The long defeat
I am periodically asked: why do you remain in the Presbyterian Church (USA)? For some it’s an honest question. Others ask it with the ulterior motive of expressing their disapproval of my denominational home–an implied judgment. If I’m honest, I periodically pose the same question of myself. My answers are not uniformly affirmative. I have periodic moments of severe malaise where it seems that the weight of our faithlessness is more than I can bear.
One of the realities that helps me to stay is my Augustinian understanding of history. My understanding of the story of the world, and of the church in it, is profoundly shaped by the presence of human sin. With J. R. R. Tolkien, I understand the unwinding history of the race of humanity to be something of a “long defeat.” Things will get a lot worse before they get better. Wrote Tolkien,
“I am a Christian, and indeed a Roman Catholic, so that I do not expect ‘history’ to be anything but a ‘long defeat’ — though it contains (and in a legend may contain more clearly and movingly) some samples or glimpses of final victory.”

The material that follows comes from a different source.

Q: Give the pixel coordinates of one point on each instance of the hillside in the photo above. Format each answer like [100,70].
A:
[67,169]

Don’t get me wrong, there was no utopian age in which the Christian church existed as heaven on earth. A straightforward reading of the Epistles is enough to suggest that the Christian church has been dysfunctional at least since Pentecost. The church has ever and always existed in a fallen world and consisted of fallen men and women. Assurances that the Holy Spirit is perennially “doing a new thing” aside, there is a remarkable consistency to the brokenness and failure of the visible church.
We are in the midst of a story that has to get worse before it gets better–a tragicomedy–a happy ending arising from a story marked by suffering and decline. This stands at odds with the triumphal assertion of progressive Christians who believe that they can usher in utopia through structural change. It stands at odds with the classic evangelical belief that simply by saving people we can change the world–one person at a time.
Tolkien’s phrase captures a certain bleakness–a constant awareness that despite winning (church or governmental) elections or changing (church or civil) laws or even redefining things like marriage to make them more inclusive–sin will remain constant until the day when its death is made complete and the eschatological kingdom of God is inaugurated.
The thinking of many friends who have left the PC(USA) is that they could not, in good conscience, be part of a church that has compromised the Good News of Jesus Christ. I’m profoundly sympathetic to their contention and, at times, find it very compelling. However, at the end of the day, I find myself coming back to Tolkien’s little phrase, “the long defeat.”
Let’s be honest, the church often screws things up. Here’s a little secret–all of our screw ups are not distant history. Some of them are happening right now.
I don’t think that the purity of the church is a small matter. However, history gives me little reason to believe that simply being faithful or orthodox will mean being victorious in church disputes or cultural disagreements. Far from it.
As the story of the world unwinds, the voice of faithfulness will likely be still and small rather than grandiose or esteemed. It will likely be ignored or derided–part of the judgment coming on the world for its foolishness. What is true in the world, is true in our church. As a result, unless and until I am instructed to go; I will stay and perform small acts of faithfulness and seek to model fidelity to the vows I have taken.